One of the greatest sources of division in our society stems from people thinking they know why another person said or did something. For example, in the world of politics, it is not at all uncommon for a Democrat to tell you that a Republican does this or that, “because they hate blacks/immigrants/gays/women/transgenders/children/etc.”
It’s not enough to just say a Republican said or did something you disagree with, and here’s why. The assertion becomes an accusation by assigning an unspoken motive to it that is probably almost always untrue. (Of course, Republicans have no awareness of this tactic and are almost always unprepared to address it.)
The problem is, the accuser has no idea why someone really did or said what they did. I’ve spent a good portion of my adult life coaching children in various sports… sometimes competitive. When you make a decision, as a coach, for a team, you do it based on days and weeks of observing and running practices, what you know about the other team, and countless other factors.
But when parents or kids judge you, they believe they know, with great certainty, why you did what you did. Or, conversely, they assume you’re stupid because of all the things they think you didn’t consider.
I’m always impressed when they make assertions that are completely untrue because they don’t have the context you do about the team, the team’s goals, or what you were really trying to accomplish at any one time.
This condition applies just as much to personal relationships as it does to politics and leadership.
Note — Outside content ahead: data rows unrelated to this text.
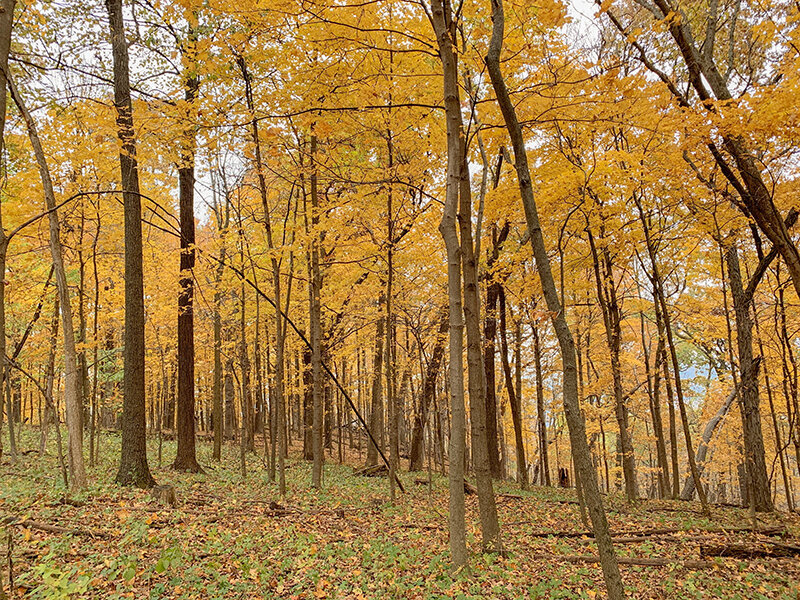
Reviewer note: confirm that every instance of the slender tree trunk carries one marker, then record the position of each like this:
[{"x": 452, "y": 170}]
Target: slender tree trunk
[
  {"x": 612, "y": 316},
  {"x": 513, "y": 399},
  {"x": 544, "y": 446},
  {"x": 444, "y": 29},
  {"x": 72, "y": 398},
  {"x": 577, "y": 427},
  {"x": 186, "y": 459},
  {"x": 428, "y": 394},
  {"x": 376, "y": 404},
  {"x": 749, "y": 397},
  {"x": 316, "y": 328}
]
It’s not at all uncommon for people to tell people something you did and then add on what your motivation was when it turns out they’re entirely wrong.
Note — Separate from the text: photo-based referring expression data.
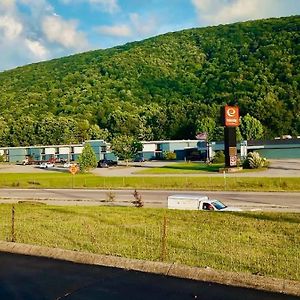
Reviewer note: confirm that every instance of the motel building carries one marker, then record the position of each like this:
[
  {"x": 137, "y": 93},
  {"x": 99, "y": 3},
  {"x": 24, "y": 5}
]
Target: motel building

If I could get people to consider if they do this, or how often, and try to stop doing it, I think we could remove a lot of the assumptions we make about each other and start paving a path toward better and more trusting relationships without the arguments, distrust, and dislike that comes along with those assumptions.
If someone did or said something you don’t like, address it for what it is. Don’t try and make it personal. Just give your honest and unemotional feedback, without trying to guess why that horrible person could have done or said something so obviously horrible.